Increasing age is often believed to be associated with decreased sexual desire and performance; however, in one study, elderly men reported that sex remains important to their quality of life, that performance can be maintained into the 70s and 80s, and that altered sexual function is distressing.[4]

Treatment-related Factors Secondary to Surgery

A number of cancer treatments have a direct physiologic impact on sexual function. As treatment success has improved for some sites, attempts have been made to modify treatment to reduce sexual morbidity. Several predictors of postoperative sexual functioning include the following:

  • Patient's age.
  • Premorbid sexual and bladder functioning.
  • Tumor location.
  • Tumor size.
  • Extent of surgical resection.

Breast cancer

Sexual function after localized treatment for breast cancer has been the subject of a good deal of research. Several reviews concur that breast conservation or reconstruction have only a minor impact in preserving sexual function compared with a mastectomy alone.[5,6] Women who have breast conservation, in particular, are more likely to continue to enjoy breast caressing, but groups typically do not differ on less subtle variables such as the frequency of sex, ease of reaching orgasm, or overall sexual satisfaction.

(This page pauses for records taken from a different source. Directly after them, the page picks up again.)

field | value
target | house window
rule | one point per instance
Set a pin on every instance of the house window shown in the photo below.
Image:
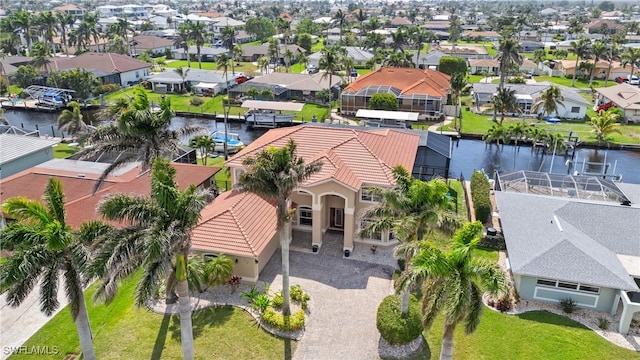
(569, 285)
(374, 236)
(305, 216)
(368, 194)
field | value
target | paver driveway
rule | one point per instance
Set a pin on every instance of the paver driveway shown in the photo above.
(345, 296)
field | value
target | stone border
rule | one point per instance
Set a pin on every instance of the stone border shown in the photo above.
(403, 351)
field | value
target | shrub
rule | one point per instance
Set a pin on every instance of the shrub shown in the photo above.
(393, 326)
(277, 320)
(568, 305)
(480, 190)
(196, 101)
(603, 323)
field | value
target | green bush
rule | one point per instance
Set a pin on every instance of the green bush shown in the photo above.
(275, 319)
(395, 328)
(480, 195)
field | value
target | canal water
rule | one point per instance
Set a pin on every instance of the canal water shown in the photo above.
(468, 155)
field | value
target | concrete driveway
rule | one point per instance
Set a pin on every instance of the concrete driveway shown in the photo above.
(345, 296)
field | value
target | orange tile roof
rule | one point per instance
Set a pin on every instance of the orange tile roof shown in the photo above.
(350, 156)
(80, 203)
(236, 223)
(408, 80)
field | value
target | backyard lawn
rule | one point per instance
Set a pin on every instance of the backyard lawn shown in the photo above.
(533, 335)
(122, 331)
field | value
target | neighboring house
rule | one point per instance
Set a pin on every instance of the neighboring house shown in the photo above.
(354, 162)
(567, 67)
(287, 86)
(109, 67)
(430, 60)
(492, 66)
(422, 91)
(154, 44)
(625, 97)
(203, 81)
(21, 152)
(482, 35)
(359, 56)
(78, 179)
(252, 53)
(531, 46)
(573, 106)
(572, 237)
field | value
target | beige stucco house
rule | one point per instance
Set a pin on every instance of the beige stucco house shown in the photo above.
(243, 226)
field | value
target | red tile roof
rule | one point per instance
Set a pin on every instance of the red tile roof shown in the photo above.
(236, 223)
(407, 80)
(80, 203)
(349, 156)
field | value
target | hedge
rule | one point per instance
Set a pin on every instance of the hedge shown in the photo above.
(395, 328)
(276, 319)
(480, 195)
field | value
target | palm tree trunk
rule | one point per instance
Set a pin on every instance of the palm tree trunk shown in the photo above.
(84, 330)
(446, 351)
(186, 327)
(284, 245)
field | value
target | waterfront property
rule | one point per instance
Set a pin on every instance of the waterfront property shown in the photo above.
(573, 237)
(423, 91)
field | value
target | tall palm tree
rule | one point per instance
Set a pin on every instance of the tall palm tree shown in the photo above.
(139, 134)
(45, 249)
(598, 52)
(410, 209)
(452, 284)
(330, 62)
(157, 237)
(198, 34)
(604, 124)
(549, 100)
(581, 49)
(72, 121)
(630, 56)
(504, 102)
(275, 173)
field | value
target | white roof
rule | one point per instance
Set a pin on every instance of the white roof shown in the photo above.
(16, 146)
(388, 115)
(272, 105)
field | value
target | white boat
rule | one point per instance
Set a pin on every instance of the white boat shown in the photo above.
(233, 141)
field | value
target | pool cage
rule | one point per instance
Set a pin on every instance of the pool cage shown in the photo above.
(427, 106)
(572, 186)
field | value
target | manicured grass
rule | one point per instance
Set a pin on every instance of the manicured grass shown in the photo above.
(122, 331)
(533, 335)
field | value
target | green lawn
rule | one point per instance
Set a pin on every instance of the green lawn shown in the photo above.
(533, 335)
(122, 331)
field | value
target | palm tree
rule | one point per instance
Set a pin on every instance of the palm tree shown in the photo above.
(45, 248)
(205, 144)
(504, 102)
(72, 121)
(604, 124)
(139, 134)
(452, 284)
(581, 49)
(330, 62)
(630, 56)
(549, 100)
(598, 52)
(198, 34)
(157, 237)
(410, 210)
(275, 173)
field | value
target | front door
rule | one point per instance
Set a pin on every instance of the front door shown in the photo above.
(336, 218)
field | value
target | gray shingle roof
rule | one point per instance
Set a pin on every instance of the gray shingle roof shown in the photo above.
(568, 239)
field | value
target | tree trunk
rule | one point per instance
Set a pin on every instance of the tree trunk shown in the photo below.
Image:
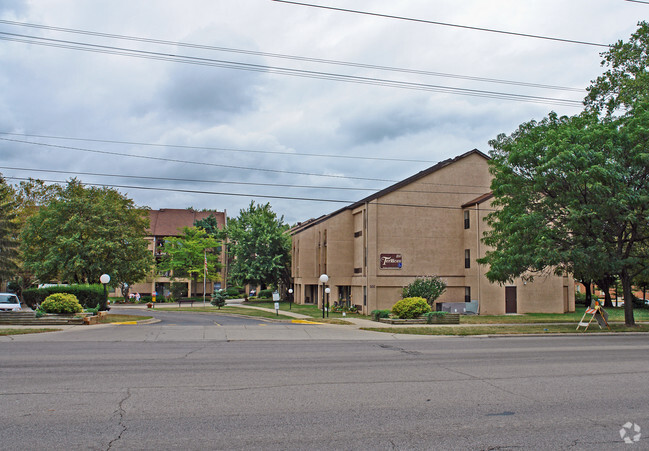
(628, 299)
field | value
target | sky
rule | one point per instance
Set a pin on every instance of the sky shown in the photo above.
(212, 104)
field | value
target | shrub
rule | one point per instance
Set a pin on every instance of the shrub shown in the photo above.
(232, 292)
(429, 288)
(410, 308)
(378, 314)
(266, 294)
(61, 303)
(88, 295)
(218, 298)
(430, 315)
(177, 290)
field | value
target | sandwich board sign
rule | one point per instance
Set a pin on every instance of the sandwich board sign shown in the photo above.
(598, 314)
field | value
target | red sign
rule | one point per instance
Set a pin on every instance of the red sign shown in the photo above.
(390, 261)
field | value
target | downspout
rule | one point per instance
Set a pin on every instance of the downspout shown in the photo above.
(477, 226)
(365, 251)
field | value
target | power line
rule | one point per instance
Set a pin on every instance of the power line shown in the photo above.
(226, 149)
(72, 45)
(293, 57)
(200, 163)
(264, 196)
(490, 30)
(272, 185)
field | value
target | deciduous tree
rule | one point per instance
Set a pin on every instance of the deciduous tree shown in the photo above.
(573, 192)
(187, 255)
(259, 247)
(82, 233)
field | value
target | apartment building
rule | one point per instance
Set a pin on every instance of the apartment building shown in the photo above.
(166, 223)
(428, 224)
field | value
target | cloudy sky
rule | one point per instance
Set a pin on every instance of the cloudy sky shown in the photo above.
(213, 103)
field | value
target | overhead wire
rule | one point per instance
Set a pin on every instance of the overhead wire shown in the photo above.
(177, 179)
(263, 196)
(94, 48)
(292, 57)
(446, 24)
(202, 163)
(226, 149)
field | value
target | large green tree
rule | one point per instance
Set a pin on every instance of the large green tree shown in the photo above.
(186, 255)
(84, 232)
(9, 229)
(259, 247)
(573, 192)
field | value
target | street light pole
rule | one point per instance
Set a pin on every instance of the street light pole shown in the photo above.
(323, 279)
(327, 291)
(105, 278)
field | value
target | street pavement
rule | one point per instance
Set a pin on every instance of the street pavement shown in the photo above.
(162, 391)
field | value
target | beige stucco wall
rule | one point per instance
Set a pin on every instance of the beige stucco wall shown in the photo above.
(424, 222)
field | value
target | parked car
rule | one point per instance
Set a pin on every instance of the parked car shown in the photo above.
(9, 303)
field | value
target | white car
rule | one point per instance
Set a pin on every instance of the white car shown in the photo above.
(9, 303)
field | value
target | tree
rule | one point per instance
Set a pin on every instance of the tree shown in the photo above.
(187, 254)
(9, 229)
(211, 226)
(626, 82)
(30, 196)
(573, 192)
(259, 247)
(82, 233)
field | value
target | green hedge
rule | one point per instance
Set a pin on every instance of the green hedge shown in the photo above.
(266, 294)
(409, 308)
(89, 296)
(61, 303)
(378, 314)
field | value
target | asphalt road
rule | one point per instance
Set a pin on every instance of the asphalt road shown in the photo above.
(433, 393)
(168, 317)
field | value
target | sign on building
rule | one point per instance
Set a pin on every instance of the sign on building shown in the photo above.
(390, 261)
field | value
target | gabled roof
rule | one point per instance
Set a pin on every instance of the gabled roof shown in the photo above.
(389, 189)
(478, 200)
(169, 221)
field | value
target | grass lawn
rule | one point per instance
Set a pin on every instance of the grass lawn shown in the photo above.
(25, 331)
(504, 330)
(614, 314)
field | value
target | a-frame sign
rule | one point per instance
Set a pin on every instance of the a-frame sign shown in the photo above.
(597, 313)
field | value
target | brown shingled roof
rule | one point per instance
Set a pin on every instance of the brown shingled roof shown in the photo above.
(170, 221)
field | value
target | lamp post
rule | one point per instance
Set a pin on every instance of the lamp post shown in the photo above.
(327, 291)
(105, 278)
(323, 279)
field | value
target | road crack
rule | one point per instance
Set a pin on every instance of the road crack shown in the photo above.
(120, 412)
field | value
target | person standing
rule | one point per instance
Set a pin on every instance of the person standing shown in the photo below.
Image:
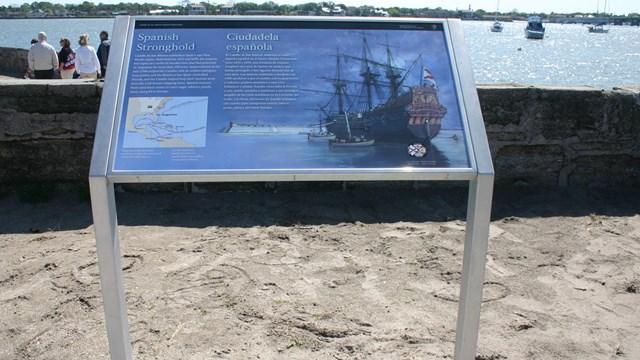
(66, 59)
(103, 51)
(87, 64)
(42, 58)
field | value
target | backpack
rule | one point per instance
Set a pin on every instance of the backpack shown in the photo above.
(71, 61)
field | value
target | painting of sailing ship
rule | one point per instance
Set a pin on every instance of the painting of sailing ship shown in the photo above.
(385, 103)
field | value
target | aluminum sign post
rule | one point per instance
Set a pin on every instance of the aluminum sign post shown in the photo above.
(243, 98)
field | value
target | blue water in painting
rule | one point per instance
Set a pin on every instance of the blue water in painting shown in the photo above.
(296, 152)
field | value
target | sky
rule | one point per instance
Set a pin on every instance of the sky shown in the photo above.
(619, 7)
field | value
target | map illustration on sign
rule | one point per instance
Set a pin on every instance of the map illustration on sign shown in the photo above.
(167, 122)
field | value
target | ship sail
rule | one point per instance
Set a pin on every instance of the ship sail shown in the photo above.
(377, 104)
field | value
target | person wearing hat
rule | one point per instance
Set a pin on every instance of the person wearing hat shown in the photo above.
(87, 64)
(103, 51)
(43, 58)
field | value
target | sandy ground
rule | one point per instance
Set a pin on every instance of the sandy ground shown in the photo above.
(325, 274)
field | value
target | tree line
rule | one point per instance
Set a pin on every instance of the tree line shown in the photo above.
(88, 8)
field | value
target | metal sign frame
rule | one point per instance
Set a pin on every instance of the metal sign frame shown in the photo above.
(103, 173)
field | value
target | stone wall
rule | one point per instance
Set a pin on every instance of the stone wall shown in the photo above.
(538, 135)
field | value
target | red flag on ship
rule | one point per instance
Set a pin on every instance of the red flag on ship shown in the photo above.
(427, 76)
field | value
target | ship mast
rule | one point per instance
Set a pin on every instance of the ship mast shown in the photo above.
(393, 74)
(339, 85)
(367, 73)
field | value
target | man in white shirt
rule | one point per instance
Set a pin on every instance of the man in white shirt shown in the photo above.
(42, 58)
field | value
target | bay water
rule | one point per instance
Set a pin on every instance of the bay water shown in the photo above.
(569, 55)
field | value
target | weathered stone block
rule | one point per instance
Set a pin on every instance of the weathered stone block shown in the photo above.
(45, 161)
(606, 170)
(539, 164)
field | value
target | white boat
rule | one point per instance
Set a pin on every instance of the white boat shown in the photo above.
(318, 136)
(497, 25)
(599, 28)
(534, 29)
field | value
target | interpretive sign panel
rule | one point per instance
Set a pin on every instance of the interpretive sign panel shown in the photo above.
(223, 94)
(205, 99)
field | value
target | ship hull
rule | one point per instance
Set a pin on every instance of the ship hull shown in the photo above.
(404, 120)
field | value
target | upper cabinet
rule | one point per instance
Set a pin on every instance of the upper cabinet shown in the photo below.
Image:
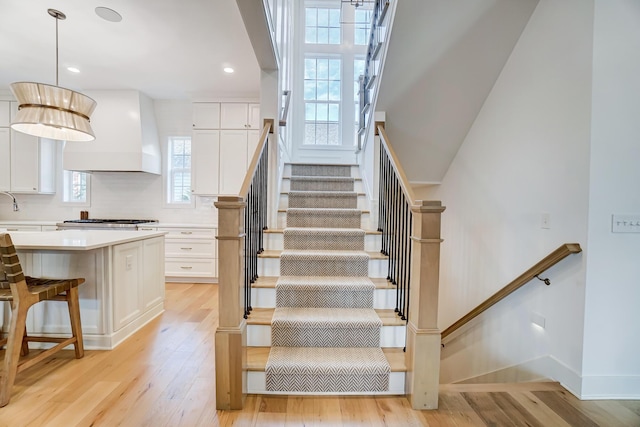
(206, 115)
(27, 163)
(224, 139)
(239, 116)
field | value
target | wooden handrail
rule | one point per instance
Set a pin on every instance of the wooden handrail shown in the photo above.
(251, 171)
(547, 262)
(395, 162)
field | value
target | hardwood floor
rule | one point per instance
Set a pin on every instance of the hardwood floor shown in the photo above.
(164, 376)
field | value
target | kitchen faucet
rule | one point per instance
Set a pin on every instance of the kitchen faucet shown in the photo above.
(16, 208)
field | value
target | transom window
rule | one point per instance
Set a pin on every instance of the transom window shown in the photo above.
(322, 26)
(335, 38)
(322, 95)
(179, 173)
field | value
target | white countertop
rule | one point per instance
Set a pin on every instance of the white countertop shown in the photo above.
(76, 240)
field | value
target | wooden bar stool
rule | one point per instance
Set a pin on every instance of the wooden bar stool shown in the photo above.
(23, 292)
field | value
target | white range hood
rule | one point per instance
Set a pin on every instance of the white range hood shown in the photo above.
(126, 136)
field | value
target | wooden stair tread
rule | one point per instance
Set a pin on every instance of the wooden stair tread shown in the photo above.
(354, 178)
(269, 282)
(364, 211)
(263, 316)
(273, 253)
(281, 231)
(257, 358)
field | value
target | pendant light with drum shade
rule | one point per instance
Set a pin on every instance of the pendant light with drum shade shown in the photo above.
(53, 112)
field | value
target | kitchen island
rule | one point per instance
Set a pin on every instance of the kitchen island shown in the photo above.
(124, 280)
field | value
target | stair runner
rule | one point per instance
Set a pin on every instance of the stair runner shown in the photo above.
(325, 335)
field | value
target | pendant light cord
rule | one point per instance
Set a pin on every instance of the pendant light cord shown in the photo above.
(56, 50)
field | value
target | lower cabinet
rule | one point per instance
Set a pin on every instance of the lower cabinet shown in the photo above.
(191, 254)
(138, 279)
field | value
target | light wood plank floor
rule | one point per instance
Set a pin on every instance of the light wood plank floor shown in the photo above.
(164, 376)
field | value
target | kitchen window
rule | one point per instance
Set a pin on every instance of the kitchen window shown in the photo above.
(179, 171)
(75, 187)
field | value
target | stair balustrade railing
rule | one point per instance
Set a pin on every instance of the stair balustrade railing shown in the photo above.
(254, 190)
(395, 222)
(411, 238)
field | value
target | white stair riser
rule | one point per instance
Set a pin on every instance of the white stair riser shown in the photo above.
(286, 186)
(271, 267)
(275, 241)
(365, 222)
(355, 171)
(283, 202)
(390, 336)
(257, 384)
(266, 298)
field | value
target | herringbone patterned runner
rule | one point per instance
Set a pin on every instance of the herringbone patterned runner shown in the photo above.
(351, 239)
(321, 183)
(323, 199)
(322, 291)
(325, 335)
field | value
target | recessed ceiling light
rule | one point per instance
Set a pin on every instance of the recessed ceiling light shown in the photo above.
(108, 14)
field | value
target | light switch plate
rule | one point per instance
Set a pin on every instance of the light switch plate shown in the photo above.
(625, 223)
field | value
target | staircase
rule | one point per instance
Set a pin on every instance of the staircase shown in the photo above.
(323, 319)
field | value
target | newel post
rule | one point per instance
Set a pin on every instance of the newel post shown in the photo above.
(231, 335)
(423, 336)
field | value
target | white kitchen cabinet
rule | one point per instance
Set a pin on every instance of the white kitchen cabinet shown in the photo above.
(253, 119)
(128, 269)
(221, 156)
(237, 115)
(190, 254)
(5, 159)
(233, 160)
(27, 163)
(206, 115)
(205, 155)
(153, 279)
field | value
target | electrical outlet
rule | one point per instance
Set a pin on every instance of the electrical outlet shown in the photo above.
(625, 223)
(538, 319)
(545, 220)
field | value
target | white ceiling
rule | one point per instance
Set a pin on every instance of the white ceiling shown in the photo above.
(167, 49)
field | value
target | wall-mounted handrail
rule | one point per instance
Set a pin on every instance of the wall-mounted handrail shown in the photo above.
(547, 262)
(285, 108)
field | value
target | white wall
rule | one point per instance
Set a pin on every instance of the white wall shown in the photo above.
(527, 153)
(611, 364)
(121, 194)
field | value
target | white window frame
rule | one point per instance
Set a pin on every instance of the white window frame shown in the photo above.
(68, 188)
(170, 172)
(347, 51)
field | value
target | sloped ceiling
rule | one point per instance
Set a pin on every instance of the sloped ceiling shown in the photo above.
(443, 58)
(167, 49)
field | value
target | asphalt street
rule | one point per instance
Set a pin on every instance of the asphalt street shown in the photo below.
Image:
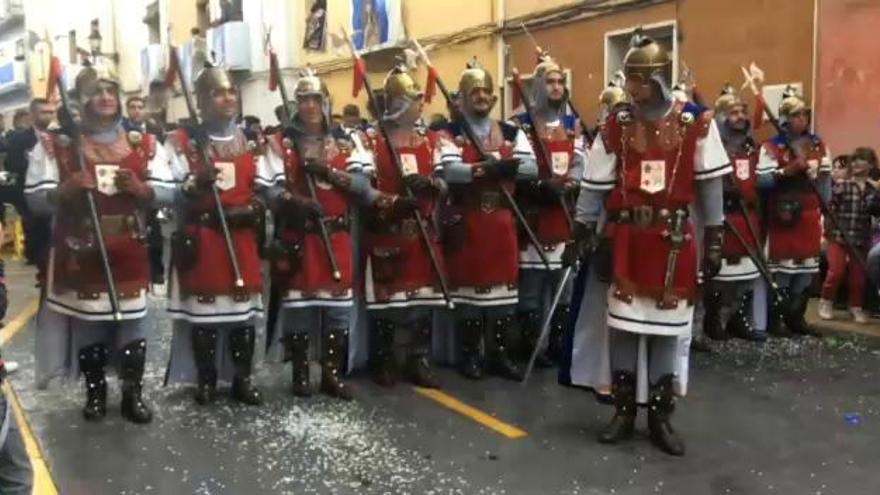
(791, 417)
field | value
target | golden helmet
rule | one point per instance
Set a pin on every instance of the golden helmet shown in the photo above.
(87, 80)
(399, 83)
(473, 77)
(210, 79)
(309, 84)
(645, 58)
(791, 103)
(727, 100)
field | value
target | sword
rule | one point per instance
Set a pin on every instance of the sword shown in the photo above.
(677, 237)
(545, 327)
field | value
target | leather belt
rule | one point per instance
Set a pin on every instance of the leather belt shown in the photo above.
(333, 224)
(644, 216)
(118, 225)
(237, 217)
(407, 228)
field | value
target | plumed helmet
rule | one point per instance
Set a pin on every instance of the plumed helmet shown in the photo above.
(309, 84)
(400, 84)
(88, 78)
(645, 58)
(210, 79)
(791, 103)
(473, 77)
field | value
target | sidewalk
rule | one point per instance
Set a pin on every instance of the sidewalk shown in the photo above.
(842, 324)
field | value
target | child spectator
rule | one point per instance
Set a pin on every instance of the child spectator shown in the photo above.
(854, 200)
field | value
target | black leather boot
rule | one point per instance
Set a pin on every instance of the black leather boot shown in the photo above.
(623, 397)
(335, 350)
(296, 350)
(661, 405)
(418, 366)
(92, 360)
(558, 327)
(131, 372)
(384, 368)
(204, 344)
(776, 315)
(470, 333)
(499, 361)
(530, 327)
(241, 343)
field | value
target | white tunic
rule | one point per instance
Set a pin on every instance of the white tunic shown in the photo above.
(642, 315)
(223, 308)
(767, 165)
(43, 177)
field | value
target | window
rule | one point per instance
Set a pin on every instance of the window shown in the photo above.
(151, 19)
(617, 44)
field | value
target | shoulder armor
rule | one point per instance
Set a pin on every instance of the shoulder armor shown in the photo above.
(509, 131)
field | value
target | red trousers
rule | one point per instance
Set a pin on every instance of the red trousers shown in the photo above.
(840, 265)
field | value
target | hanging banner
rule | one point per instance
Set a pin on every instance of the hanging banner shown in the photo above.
(376, 24)
(316, 25)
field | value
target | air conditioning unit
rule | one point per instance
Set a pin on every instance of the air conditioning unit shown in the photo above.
(13, 76)
(69, 75)
(154, 63)
(231, 43)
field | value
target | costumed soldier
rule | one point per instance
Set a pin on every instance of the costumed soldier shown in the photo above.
(649, 167)
(584, 361)
(794, 228)
(726, 297)
(401, 283)
(128, 172)
(214, 315)
(482, 251)
(316, 305)
(541, 203)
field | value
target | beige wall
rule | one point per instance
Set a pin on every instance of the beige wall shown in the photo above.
(519, 8)
(718, 37)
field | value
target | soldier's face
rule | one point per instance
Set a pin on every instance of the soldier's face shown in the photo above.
(640, 91)
(737, 118)
(105, 100)
(225, 103)
(860, 167)
(311, 109)
(555, 85)
(481, 101)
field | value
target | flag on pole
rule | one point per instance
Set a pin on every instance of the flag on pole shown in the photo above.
(55, 71)
(360, 75)
(274, 71)
(431, 84)
(171, 73)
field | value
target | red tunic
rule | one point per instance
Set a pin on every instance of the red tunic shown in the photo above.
(544, 214)
(212, 273)
(315, 273)
(744, 164)
(83, 271)
(399, 258)
(800, 238)
(489, 255)
(655, 166)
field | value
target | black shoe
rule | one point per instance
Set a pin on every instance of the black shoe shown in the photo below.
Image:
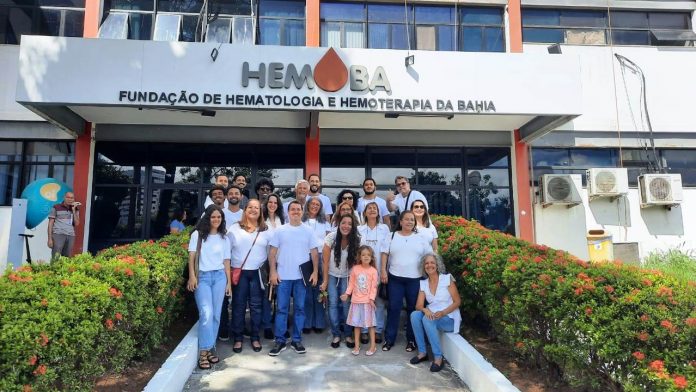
(277, 349)
(435, 367)
(298, 347)
(416, 360)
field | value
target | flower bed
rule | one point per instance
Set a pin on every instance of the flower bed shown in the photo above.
(603, 326)
(65, 324)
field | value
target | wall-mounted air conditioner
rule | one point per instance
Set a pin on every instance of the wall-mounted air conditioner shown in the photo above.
(560, 189)
(607, 182)
(660, 190)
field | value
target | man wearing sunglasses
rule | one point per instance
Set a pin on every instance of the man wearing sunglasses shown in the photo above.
(314, 191)
(404, 197)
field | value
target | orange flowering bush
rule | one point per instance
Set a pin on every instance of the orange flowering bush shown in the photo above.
(603, 326)
(65, 324)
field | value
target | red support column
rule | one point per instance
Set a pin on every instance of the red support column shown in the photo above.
(523, 187)
(312, 153)
(81, 182)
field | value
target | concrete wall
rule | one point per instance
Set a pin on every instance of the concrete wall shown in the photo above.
(37, 244)
(652, 228)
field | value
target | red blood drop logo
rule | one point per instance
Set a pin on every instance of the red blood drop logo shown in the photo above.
(330, 73)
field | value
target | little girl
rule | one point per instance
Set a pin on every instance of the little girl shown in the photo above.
(362, 286)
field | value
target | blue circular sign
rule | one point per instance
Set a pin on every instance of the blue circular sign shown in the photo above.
(41, 196)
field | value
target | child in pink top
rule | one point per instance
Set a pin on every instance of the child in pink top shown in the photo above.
(362, 287)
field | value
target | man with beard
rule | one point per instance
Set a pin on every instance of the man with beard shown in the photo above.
(240, 181)
(370, 189)
(263, 188)
(301, 190)
(314, 187)
(223, 181)
(234, 211)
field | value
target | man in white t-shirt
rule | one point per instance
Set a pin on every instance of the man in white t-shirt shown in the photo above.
(405, 197)
(301, 191)
(233, 212)
(370, 189)
(292, 243)
(220, 179)
(314, 188)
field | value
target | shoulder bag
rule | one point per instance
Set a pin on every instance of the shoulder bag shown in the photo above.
(237, 271)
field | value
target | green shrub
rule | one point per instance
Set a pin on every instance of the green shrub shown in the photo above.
(600, 326)
(676, 262)
(63, 325)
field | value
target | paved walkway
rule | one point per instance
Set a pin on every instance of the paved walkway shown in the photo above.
(322, 368)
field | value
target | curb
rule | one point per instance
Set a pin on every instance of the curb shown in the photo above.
(478, 374)
(177, 369)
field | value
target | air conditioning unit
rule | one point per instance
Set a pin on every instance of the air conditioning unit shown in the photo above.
(560, 189)
(607, 182)
(660, 189)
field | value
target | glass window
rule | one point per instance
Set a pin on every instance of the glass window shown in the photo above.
(115, 26)
(342, 12)
(117, 213)
(167, 27)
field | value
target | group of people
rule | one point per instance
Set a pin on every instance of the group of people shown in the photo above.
(305, 252)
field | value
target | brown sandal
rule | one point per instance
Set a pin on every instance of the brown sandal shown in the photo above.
(203, 362)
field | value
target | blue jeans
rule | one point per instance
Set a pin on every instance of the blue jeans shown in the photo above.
(209, 295)
(338, 310)
(423, 326)
(400, 287)
(297, 290)
(247, 291)
(314, 311)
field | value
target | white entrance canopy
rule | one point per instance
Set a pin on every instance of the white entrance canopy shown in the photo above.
(70, 81)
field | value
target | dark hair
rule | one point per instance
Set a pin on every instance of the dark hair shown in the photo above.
(203, 225)
(365, 211)
(426, 216)
(262, 182)
(321, 218)
(373, 261)
(178, 214)
(233, 187)
(217, 187)
(353, 242)
(401, 217)
(339, 198)
(279, 212)
(260, 221)
(369, 179)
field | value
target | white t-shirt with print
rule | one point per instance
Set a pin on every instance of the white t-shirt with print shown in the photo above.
(240, 243)
(214, 250)
(294, 244)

A cross-sectional survey of younger women (aged 50 years or younger) with breast cancer found in multivariate analyses that having a mastectomy was associated with greater problems in interest in sex; chemotherapy was associated with greater sexual dysfunction.[7] Other studies confirm that sexual quality of life is disrupted more among those receiving chemotherapy, those who have undergone total mastectomies, those whose cancers were detected at later stages, and those with more depressive symptoms near the time of diagnosis.[8] A large survey of women with breast cancer who were being treated with either adjuvant tamoxifen or adjuvant exemestane (an aromatase inhibitor) was conducted to evaluate the differences in menopausal symptoms associated with these two agents. After 1 year of use, exemestane was associated with fewer hot flashes and less vaginal discharge than tamoxifen but with more vaginal dryness, bone pain, and sleep disorders.[9]